NLRB GC on Joint Employers

The NLRB Office of the General Counsel (OGC) issued an advice memorandum in Nutritionality, Inc. d/b/a Freshii. The OGC addressed whether the Freshii national chain was a joint employer with Nutritionality, Inc., which operated a single Fresii in Chicago. I'm something of a fast food connoisseur... but I've never heard of Freshii - I'll add it to the list.

This is a tricky issue for chains that operate under a franchise model. Sometimes - *cough* McDonald's *cough* - the corporate chain gets dragged in to labor disputes as a joint employer by the NLRB.

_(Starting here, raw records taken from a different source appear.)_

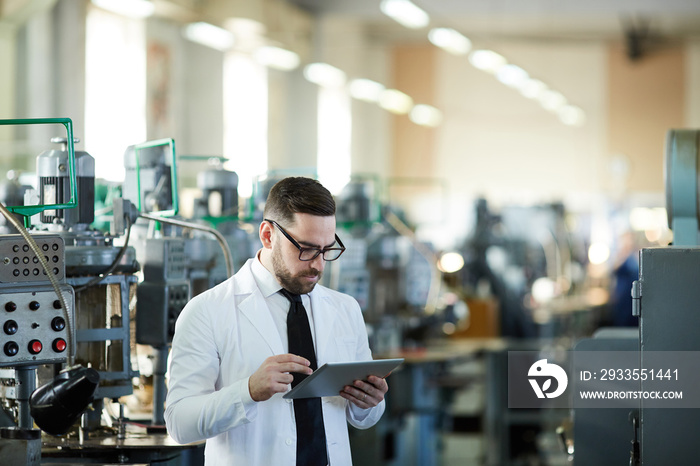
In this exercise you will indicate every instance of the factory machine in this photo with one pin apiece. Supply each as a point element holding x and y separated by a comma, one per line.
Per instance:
<point>665,301</point>
<point>77,300</point>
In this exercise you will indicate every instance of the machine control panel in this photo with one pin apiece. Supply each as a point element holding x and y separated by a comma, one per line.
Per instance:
<point>19,264</point>
<point>33,325</point>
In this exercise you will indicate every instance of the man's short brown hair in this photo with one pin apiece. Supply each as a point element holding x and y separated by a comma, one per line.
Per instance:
<point>298,195</point>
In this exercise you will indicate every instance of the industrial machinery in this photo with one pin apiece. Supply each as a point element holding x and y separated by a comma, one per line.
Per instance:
<point>92,331</point>
<point>665,300</point>
<point>151,193</point>
<point>38,315</point>
<point>666,297</point>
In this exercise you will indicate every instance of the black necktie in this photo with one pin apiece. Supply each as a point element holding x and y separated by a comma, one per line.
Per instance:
<point>311,435</point>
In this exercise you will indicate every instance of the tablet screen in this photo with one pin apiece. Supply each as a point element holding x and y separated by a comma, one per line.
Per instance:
<point>329,379</point>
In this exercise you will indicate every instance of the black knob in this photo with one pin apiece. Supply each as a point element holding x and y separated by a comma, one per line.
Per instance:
<point>59,345</point>
<point>35,347</point>
<point>58,324</point>
<point>11,348</point>
<point>10,327</point>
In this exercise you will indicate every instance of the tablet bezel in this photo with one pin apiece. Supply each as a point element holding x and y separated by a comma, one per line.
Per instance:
<point>329,379</point>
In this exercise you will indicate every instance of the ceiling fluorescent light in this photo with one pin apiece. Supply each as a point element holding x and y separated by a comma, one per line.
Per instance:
<point>366,89</point>
<point>487,60</point>
<point>425,115</point>
<point>552,100</point>
<point>450,41</point>
<point>405,13</point>
<point>512,75</point>
<point>395,101</point>
<point>532,88</point>
<point>324,75</point>
<point>209,35</point>
<point>130,8</point>
<point>276,57</point>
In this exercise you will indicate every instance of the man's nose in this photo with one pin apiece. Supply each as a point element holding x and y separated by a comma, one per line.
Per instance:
<point>318,263</point>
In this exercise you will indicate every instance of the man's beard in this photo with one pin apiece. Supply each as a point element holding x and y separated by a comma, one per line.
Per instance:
<point>293,283</point>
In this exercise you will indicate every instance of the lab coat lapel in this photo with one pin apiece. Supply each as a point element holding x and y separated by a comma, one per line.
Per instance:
<point>324,321</point>
<point>253,307</point>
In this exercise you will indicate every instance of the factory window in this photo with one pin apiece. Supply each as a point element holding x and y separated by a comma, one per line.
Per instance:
<point>334,132</point>
<point>115,89</point>
<point>245,118</point>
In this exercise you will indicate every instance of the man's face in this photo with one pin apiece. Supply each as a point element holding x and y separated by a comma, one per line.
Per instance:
<point>308,230</point>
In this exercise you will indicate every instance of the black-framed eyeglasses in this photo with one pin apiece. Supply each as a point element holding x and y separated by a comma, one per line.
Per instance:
<point>309,254</point>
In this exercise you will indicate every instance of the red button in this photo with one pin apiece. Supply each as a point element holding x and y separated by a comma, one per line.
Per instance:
<point>59,345</point>
<point>35,347</point>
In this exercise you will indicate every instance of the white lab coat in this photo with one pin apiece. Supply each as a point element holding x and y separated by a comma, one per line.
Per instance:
<point>222,336</point>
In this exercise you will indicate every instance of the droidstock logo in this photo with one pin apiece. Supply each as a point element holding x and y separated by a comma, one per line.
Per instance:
<point>542,370</point>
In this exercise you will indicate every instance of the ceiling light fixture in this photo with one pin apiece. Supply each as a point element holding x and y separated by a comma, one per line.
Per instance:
<point>366,89</point>
<point>532,88</point>
<point>405,13</point>
<point>552,100</point>
<point>395,101</point>
<point>276,57</point>
<point>487,60</point>
<point>324,75</point>
<point>450,41</point>
<point>425,115</point>
<point>130,8</point>
<point>512,75</point>
<point>209,35</point>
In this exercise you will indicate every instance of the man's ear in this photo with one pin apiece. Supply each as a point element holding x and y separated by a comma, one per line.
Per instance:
<point>265,234</point>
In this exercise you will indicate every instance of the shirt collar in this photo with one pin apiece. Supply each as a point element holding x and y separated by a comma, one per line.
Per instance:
<point>265,280</point>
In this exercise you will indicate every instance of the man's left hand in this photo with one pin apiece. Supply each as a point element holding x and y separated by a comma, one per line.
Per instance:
<point>366,394</point>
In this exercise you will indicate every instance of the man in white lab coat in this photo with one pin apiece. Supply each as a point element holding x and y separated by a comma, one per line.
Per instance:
<point>231,358</point>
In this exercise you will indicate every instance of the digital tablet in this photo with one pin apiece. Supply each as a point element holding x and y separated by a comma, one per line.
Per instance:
<point>329,379</point>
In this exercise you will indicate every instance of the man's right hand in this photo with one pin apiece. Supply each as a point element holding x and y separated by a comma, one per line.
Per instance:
<point>273,375</point>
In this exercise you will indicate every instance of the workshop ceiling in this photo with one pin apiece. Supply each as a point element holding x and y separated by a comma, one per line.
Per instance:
<point>576,20</point>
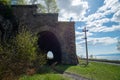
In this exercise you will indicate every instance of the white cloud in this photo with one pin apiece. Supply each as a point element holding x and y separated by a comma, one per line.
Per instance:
<point>102,41</point>
<point>116,16</point>
<point>71,8</point>
<point>79,49</point>
<point>104,29</point>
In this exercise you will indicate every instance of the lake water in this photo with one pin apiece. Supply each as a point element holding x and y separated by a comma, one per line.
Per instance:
<point>108,56</point>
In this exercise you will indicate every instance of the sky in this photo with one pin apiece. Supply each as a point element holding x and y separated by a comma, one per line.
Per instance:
<point>100,17</point>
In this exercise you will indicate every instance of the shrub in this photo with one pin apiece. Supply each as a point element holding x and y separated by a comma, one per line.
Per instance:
<point>19,54</point>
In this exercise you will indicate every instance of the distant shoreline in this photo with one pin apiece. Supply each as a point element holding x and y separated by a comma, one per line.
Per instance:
<point>112,54</point>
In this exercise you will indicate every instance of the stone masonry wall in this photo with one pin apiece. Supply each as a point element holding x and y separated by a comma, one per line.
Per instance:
<point>38,22</point>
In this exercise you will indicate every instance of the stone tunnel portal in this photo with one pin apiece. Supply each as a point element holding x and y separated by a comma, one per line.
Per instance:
<point>48,42</point>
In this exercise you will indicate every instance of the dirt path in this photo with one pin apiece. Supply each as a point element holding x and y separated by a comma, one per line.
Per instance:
<point>68,74</point>
<point>74,76</point>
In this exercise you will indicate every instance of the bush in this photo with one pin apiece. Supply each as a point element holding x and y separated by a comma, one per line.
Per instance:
<point>19,54</point>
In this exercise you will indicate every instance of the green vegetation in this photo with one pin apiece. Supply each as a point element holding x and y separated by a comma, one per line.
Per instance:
<point>94,71</point>
<point>46,73</point>
<point>20,55</point>
<point>45,77</point>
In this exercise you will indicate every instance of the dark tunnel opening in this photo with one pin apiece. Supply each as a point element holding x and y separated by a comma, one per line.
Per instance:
<point>48,42</point>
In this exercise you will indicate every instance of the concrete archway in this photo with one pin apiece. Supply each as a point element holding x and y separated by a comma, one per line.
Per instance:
<point>48,42</point>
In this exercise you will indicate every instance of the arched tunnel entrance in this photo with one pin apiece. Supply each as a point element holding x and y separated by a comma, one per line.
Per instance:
<point>48,42</point>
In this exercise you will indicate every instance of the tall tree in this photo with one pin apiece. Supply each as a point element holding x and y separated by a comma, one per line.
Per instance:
<point>118,45</point>
<point>48,6</point>
<point>19,2</point>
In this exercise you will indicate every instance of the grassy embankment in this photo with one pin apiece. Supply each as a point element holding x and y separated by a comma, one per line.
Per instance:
<point>45,74</point>
<point>95,71</point>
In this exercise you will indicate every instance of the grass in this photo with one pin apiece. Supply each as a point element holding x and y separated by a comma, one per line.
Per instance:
<point>45,74</point>
<point>49,76</point>
<point>94,71</point>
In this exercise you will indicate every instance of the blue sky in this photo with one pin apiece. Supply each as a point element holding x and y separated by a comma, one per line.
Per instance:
<point>102,19</point>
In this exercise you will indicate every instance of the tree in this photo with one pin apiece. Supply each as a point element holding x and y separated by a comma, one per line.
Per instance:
<point>21,2</point>
<point>48,6</point>
<point>19,54</point>
<point>5,1</point>
<point>118,45</point>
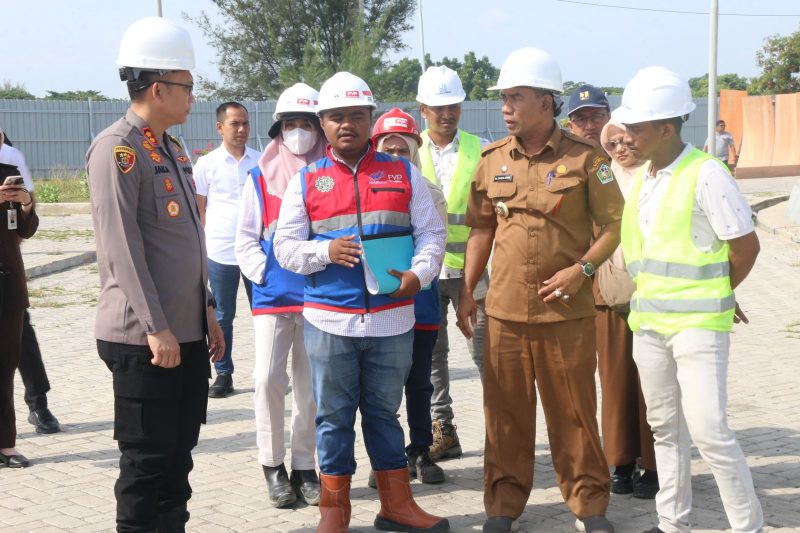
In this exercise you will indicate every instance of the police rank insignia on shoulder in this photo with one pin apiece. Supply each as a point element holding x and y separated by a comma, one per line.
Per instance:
<point>604,174</point>
<point>125,157</point>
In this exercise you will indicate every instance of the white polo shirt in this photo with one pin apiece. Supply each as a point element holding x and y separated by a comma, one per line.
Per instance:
<point>720,212</point>
<point>219,177</point>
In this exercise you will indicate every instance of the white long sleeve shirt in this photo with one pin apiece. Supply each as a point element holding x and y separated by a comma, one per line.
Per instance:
<point>297,253</point>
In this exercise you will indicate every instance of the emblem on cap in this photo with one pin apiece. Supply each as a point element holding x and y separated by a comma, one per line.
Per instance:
<point>324,184</point>
<point>125,157</point>
<point>501,209</point>
<point>173,208</point>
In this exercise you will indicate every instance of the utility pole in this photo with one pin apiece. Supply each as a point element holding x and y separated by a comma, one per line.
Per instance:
<point>421,38</point>
<point>712,75</point>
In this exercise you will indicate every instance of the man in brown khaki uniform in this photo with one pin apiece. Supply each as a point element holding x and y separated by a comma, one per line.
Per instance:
<point>534,197</point>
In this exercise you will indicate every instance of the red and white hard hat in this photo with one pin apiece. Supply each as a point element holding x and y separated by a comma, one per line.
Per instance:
<point>344,90</point>
<point>396,121</point>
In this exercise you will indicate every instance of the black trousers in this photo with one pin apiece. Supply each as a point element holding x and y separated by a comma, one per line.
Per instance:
<point>31,368</point>
<point>157,417</point>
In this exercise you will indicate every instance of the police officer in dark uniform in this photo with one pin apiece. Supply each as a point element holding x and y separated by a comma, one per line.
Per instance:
<point>155,323</point>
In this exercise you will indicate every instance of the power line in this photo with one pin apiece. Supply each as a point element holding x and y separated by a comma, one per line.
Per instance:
<point>677,11</point>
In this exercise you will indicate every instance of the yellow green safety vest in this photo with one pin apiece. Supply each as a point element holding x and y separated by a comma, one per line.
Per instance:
<point>677,286</point>
<point>469,154</point>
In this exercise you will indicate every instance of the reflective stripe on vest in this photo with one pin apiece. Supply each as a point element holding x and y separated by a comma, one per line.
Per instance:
<point>677,286</point>
<point>469,154</point>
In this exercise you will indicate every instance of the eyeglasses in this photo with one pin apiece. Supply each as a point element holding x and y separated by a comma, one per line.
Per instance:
<point>595,118</point>
<point>189,86</point>
<point>610,146</point>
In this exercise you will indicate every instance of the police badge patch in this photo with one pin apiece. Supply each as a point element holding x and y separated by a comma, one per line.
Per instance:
<point>604,174</point>
<point>324,183</point>
<point>125,157</point>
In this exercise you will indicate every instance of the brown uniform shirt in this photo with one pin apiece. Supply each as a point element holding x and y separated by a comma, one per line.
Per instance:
<point>151,251</point>
<point>553,197</point>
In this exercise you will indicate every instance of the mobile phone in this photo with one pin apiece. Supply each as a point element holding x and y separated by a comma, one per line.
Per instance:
<point>14,181</point>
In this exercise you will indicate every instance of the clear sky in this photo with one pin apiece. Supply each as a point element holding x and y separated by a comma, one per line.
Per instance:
<point>66,45</point>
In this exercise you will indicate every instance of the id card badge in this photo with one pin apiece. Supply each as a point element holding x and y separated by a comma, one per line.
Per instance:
<point>12,219</point>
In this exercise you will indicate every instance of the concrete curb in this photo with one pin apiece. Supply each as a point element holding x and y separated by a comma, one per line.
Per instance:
<point>61,264</point>
<point>78,208</point>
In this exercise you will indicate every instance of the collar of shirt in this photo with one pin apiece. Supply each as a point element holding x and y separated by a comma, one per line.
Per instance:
<point>669,169</point>
<point>517,151</point>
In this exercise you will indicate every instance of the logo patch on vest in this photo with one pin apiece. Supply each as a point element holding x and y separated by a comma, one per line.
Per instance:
<point>125,157</point>
<point>324,184</point>
<point>604,174</point>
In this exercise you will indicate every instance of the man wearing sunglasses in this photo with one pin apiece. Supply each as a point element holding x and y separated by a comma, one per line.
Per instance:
<point>588,112</point>
<point>155,327</point>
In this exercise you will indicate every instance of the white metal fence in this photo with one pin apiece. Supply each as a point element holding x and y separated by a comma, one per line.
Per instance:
<point>54,135</point>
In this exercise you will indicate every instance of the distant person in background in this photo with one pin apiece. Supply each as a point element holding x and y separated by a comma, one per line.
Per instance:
<point>18,221</point>
<point>723,144</point>
<point>396,133</point>
<point>219,177</point>
<point>31,365</point>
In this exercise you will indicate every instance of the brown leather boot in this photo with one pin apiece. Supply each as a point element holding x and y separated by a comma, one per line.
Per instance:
<point>334,504</point>
<point>399,511</point>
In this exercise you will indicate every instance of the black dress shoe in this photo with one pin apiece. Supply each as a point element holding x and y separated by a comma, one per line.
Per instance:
<point>44,421</point>
<point>281,493</point>
<point>221,387</point>
<point>306,485</point>
<point>645,486</point>
<point>421,467</point>
<point>498,524</point>
<point>621,482</point>
<point>14,461</point>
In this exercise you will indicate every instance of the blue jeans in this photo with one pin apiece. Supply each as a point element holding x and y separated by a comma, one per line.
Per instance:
<point>364,373</point>
<point>419,390</point>
<point>224,281</point>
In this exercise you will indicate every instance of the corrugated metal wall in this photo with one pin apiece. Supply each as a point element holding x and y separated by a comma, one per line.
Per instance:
<point>54,135</point>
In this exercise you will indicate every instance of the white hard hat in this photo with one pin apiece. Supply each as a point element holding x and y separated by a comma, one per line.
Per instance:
<point>654,93</point>
<point>530,67</point>
<point>299,99</point>
<point>440,86</point>
<point>344,90</point>
<point>155,43</point>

The Freshii decision provides a great summary of the current state of the law in this area. The Board currently applies this standard:
NLRB Seal - Not official use.
The Board will find that two separate entities are joint employers of a single workforce if they “share or codetermine those matters governing the essential terms and conditions of employment.” To establish such status, a business entity must meaningfully affect matters relating to the employment relationship “such as hiring, firing, discipline, supervision, and direction.” As recently noted by the Board in CNN, the Board and the courts have also considered other factors in making a joint employer determination, including an employer’s involvement in decisions relating to wages and compensation, the number of job vacancies to be filled, work hours, the assignment of work and equipment, employment tenure, and an employer’s involvement in the collective bargaining process.
However, the GC has urged the NLRB to return to the "industrial realities" test of days gone by:
Under that standard, the Board finds joint employer status where, under the totality of the circumstances, including the way the separate entities have structured their commercial relationship, the putative joint employer wields sufficient influence over the working conditions of the other entity’s employees such that meaningful bargaining could not occur in its absence. This approach makes no distinction between direct, indirect and potential control over working conditions and results in a joint employer finding where “industrial realities” make an entity essential for meaningful bargaining.
In Freshii, the OGC concluded that the chain was not a joint employer under either standard.